Finalement n’est-ce pas un avantage d’avoir une poule si compliquée. Cela vous oblige à être concentrés et déterminés dès ce premier match et lors des trois suivants…
Je ne sais pas. C’est vrai qu’en 2011, il nous a fallu perdre contre les Tonga pour rentrer vraiment dans la compétition. En 2007, nous perdons également notre premier match, avant de nous qualifier mais là nous savons que notre marge de manœuvre sera bien plus fine. A nous de démarrer de la meilleure des façons. Ce n’est pas forcement l’Argentine, une autre équipe serait la même chose, nous avons besoin de valider ce que nous faisons depuis un petit moment et il n’y a pas 50 solutions pour cela : il faut gagner pour retrouver la confiance qui fait tant défaut à cette équipe de France depuis tant d’année. L’entraînement, c’est bien, mais la vérité et la confiance ne peuvent venir que du terrain. 

 

Pour terminer que découvrez vous du Japon, depuis votre arrivée, ici à Fujioshida ?

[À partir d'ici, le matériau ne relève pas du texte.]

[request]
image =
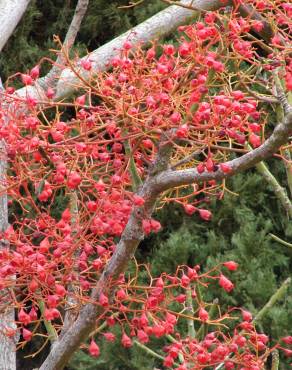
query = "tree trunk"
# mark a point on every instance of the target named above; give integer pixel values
(7, 344)
(11, 11)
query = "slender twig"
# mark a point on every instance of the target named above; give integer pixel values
(275, 360)
(190, 310)
(70, 37)
(150, 351)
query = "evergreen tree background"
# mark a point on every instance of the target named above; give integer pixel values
(240, 226)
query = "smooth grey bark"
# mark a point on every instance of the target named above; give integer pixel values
(11, 11)
(7, 317)
(155, 27)
(159, 180)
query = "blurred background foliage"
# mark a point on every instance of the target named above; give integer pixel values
(241, 223)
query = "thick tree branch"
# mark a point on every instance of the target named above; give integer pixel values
(7, 315)
(71, 35)
(157, 26)
(170, 179)
(11, 12)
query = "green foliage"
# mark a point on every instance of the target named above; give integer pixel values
(241, 224)
(33, 37)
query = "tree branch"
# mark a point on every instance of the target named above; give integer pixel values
(11, 12)
(170, 179)
(71, 35)
(153, 28)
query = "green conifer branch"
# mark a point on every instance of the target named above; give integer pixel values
(276, 238)
(279, 191)
(202, 329)
(278, 295)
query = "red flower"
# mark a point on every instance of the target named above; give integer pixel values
(126, 341)
(205, 214)
(94, 349)
(231, 265)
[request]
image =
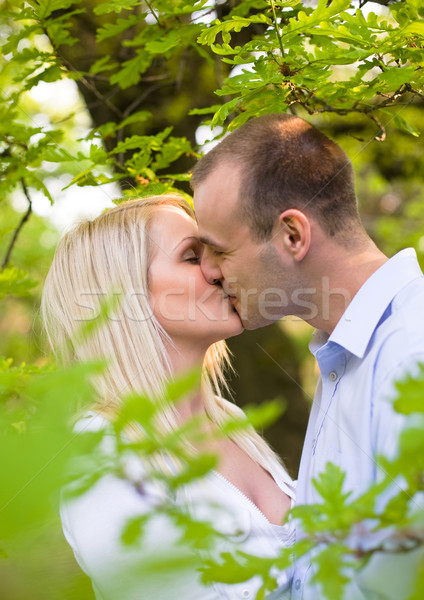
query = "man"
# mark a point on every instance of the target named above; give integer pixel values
(277, 212)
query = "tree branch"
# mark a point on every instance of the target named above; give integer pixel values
(21, 224)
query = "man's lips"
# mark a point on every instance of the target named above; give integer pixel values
(232, 299)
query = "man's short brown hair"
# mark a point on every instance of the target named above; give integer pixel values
(286, 163)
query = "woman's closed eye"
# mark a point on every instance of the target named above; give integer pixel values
(195, 260)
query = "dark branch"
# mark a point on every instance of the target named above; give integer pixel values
(21, 224)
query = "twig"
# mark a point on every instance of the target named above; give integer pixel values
(152, 10)
(21, 224)
(280, 42)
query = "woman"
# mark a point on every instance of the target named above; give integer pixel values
(149, 249)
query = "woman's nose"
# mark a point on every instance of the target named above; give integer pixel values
(211, 271)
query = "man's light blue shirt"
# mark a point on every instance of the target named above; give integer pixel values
(379, 338)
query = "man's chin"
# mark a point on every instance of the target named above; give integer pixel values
(256, 322)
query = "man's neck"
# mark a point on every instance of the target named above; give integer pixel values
(339, 284)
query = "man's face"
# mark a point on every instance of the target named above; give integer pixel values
(249, 272)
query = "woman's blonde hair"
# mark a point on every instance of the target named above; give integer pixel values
(112, 253)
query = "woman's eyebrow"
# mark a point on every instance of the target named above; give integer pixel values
(190, 237)
(208, 242)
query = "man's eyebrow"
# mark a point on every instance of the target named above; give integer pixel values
(190, 237)
(208, 242)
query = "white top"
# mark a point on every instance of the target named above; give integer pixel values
(379, 339)
(93, 523)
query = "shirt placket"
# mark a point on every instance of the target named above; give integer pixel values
(332, 364)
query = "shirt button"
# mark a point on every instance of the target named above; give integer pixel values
(297, 584)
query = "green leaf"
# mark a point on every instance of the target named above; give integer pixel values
(116, 6)
(15, 281)
(405, 126)
(394, 77)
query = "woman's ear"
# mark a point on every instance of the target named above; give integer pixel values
(293, 231)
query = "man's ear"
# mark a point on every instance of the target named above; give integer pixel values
(294, 233)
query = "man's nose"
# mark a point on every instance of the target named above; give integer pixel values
(211, 271)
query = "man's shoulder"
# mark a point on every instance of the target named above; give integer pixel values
(399, 340)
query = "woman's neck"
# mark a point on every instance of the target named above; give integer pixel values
(184, 361)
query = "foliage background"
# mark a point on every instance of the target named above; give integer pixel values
(353, 69)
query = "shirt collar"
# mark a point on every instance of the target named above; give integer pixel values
(359, 321)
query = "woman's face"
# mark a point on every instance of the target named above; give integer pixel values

Une culture complètement différente de la nôtre. Notre avons visité une école. J’ai été très impressionné par la rigueur qui se dégage, le respect des horaires, la gentillesse et la politesse de tout le monde. Ce sont de belles valeurs, cela peut malheureusement contraster avec chez nous où il y a de moins en moins de personnes qui disent « bonjour » ou te remercient. C’est une belle découverte et un bel enrichissement personnel dans un pays magnifique avec beaucoup de croyances et de modes de vie très différents de ce que nous pouvons connaitre.